"Why Six-Figure Salaries Don’t Make You Wealthy"

I'd agree that salaries/wages is a poor way to measure the distribution of wealth. It's a good way of hiding just how much wealth the rich have and the gap between wages and productivity.

The average productivity per hour per person is $60/hr/person. With a 40 hour work week, that's $124,800/year/person. Now, some of that has to be reinvested into new technology, maintenance, and R&D, but the point is that the median wage is far behind the average productivity. They were close until they started to diverge around 1970.

The reason why it is so hard to quantify classes is that there are multiple phenomenon going on, each on continuous scales:

  • Education: A good education is costly and has a significant effect on the wages people will earn later in life. However, it is not as costly as an entire corporation.

  • Nutrition and environment: The poor usually eat more processed and less nutritional food due to costs and availability. Stress and other environmental factors are also worse. These factors play a role in neural development.
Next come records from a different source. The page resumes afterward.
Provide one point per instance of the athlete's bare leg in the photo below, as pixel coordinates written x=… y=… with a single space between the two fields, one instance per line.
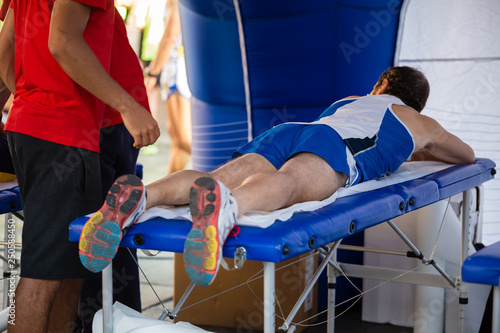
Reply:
x=174 y=189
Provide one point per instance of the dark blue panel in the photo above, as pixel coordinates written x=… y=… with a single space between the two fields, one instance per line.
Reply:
x=213 y=58
x=10 y=200
x=218 y=130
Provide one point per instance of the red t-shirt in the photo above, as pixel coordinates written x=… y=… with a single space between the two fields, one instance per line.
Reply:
x=48 y=104
x=126 y=70
x=3 y=10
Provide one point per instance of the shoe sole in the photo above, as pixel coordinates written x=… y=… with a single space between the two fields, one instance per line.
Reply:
x=102 y=233
x=202 y=249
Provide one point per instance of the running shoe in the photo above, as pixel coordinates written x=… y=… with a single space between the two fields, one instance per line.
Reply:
x=103 y=232
x=214 y=211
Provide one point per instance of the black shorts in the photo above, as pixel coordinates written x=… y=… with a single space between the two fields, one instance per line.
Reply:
x=5 y=159
x=57 y=184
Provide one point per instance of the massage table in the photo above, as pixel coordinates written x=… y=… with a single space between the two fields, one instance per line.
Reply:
x=322 y=230
x=484 y=267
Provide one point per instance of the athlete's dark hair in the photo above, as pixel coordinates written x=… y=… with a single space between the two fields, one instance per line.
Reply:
x=408 y=84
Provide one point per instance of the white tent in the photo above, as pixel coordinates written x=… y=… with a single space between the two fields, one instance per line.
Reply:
x=457 y=45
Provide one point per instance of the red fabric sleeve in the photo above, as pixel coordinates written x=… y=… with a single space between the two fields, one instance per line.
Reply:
x=93 y=3
x=4 y=9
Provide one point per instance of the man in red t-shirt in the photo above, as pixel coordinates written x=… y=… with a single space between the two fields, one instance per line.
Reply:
x=117 y=157
x=61 y=82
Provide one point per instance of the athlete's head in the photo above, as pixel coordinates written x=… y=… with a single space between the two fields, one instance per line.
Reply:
x=406 y=83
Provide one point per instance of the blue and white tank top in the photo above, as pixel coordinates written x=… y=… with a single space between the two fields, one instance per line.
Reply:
x=377 y=141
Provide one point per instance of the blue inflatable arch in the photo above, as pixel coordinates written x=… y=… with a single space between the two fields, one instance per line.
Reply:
x=253 y=64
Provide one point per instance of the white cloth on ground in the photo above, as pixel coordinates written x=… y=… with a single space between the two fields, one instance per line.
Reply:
x=127 y=320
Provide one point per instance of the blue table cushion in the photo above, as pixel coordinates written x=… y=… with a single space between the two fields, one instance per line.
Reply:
x=483 y=266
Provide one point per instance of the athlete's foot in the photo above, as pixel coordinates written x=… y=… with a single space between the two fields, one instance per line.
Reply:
x=102 y=233
x=214 y=211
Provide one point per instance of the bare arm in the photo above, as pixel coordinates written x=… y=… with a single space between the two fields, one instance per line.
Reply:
x=447 y=147
x=69 y=48
x=7 y=48
x=432 y=141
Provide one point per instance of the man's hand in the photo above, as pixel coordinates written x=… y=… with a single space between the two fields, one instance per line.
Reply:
x=141 y=125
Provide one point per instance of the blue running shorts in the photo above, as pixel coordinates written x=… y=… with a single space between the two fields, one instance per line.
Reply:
x=282 y=142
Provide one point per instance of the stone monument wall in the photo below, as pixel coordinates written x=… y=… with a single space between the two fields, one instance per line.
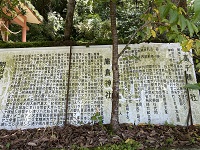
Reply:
x=34 y=81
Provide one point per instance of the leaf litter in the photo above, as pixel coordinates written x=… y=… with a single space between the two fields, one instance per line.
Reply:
x=90 y=136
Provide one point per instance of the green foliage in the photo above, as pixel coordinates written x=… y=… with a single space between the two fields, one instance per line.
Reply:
x=29 y=44
x=169 y=141
x=8 y=145
x=97 y=118
x=167 y=20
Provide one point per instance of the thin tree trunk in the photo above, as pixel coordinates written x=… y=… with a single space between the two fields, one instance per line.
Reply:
x=69 y=19
x=115 y=68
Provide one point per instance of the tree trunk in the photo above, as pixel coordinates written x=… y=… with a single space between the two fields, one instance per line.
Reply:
x=69 y=19
x=115 y=68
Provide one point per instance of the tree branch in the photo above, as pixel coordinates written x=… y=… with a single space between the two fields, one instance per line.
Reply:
x=132 y=36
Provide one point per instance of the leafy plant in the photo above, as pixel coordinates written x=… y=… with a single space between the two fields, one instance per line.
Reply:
x=169 y=141
x=97 y=118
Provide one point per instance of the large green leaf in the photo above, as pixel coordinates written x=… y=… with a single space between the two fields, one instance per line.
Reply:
x=197 y=6
x=164 y=10
x=195 y=86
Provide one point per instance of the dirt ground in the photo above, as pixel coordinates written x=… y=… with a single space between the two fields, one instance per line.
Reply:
x=149 y=136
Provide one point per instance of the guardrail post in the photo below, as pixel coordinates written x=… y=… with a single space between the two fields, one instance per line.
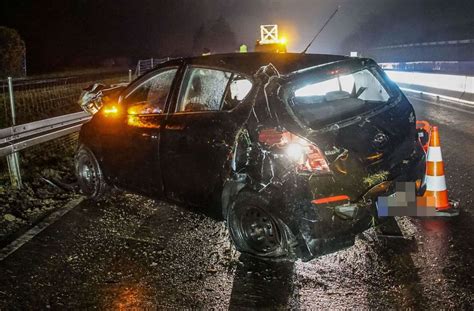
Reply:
x=13 y=159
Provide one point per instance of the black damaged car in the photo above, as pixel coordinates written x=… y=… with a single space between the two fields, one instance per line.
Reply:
x=292 y=149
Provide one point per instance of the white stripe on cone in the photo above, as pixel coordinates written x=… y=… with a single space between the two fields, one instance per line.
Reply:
x=435 y=183
x=434 y=154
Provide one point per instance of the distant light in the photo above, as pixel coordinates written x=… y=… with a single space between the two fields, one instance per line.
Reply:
x=295 y=152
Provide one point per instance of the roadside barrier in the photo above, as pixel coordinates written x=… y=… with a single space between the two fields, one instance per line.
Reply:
x=449 y=87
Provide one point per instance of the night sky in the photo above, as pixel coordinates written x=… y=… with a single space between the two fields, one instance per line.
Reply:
x=75 y=33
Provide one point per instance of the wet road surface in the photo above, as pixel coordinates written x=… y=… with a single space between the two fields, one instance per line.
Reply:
x=131 y=252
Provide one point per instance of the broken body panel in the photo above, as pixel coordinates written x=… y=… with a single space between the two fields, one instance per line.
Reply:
x=207 y=158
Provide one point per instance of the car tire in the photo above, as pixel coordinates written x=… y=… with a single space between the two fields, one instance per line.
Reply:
x=89 y=174
x=254 y=229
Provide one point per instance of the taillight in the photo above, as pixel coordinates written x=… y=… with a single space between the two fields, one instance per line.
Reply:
x=306 y=155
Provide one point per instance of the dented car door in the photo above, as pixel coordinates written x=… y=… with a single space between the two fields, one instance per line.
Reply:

  • Relationship to the Means of Production: The working class derives little to no income from investments. The middle class derives a portion of their wealth from investments in stocks, particularly for retirement. The upper class has enough stock ownership to be able to live on: think of how Romney thought that actually having to sell some of his stocks constituted financial difficulty. The upper class also guides the investment decisions, affecting the lives of a great many people. The middle class can be self-employed, or have small businesses, but don't derive most of their wealth from surplus value of the people they hire and labor in those small businesses alongside their employees.

  • Inherited vs earned: Most people must earn a wage to live. However, inherited wealth can give people a source of income which they did not earn.

  • Political power: Many poor people don't even have the ability to vote, due to not being able to take the time off to do it. The middle class is capable of pooling money to make changes. The super rich can hire armies of canvassers, buy ads, and make enormous campaign contributions.

  • Personal connections: Particularly in the upper class, personal connections to people in privileged positions allows themselves and their families to receive preferential treatment for jobs, university admissions, etc.

So, there are varying types of economic privilege, all which kick in at different levels. Personally, I feel it only benefits the ultra-rich to pit low-wage laborers against high-wage laborers. It causes the low-wage earners ignore the ultra-rich and the high-wage earners to fear becoming low-wage earners and ignore that their surplus value is also being extracted by the capitalist class. At the same time, the high-wage earners should be mindful of the status they have over low-wage earners and work to bring the low-wage earners up to their level. Some of these privileges will never go away unless we question the wage system itself.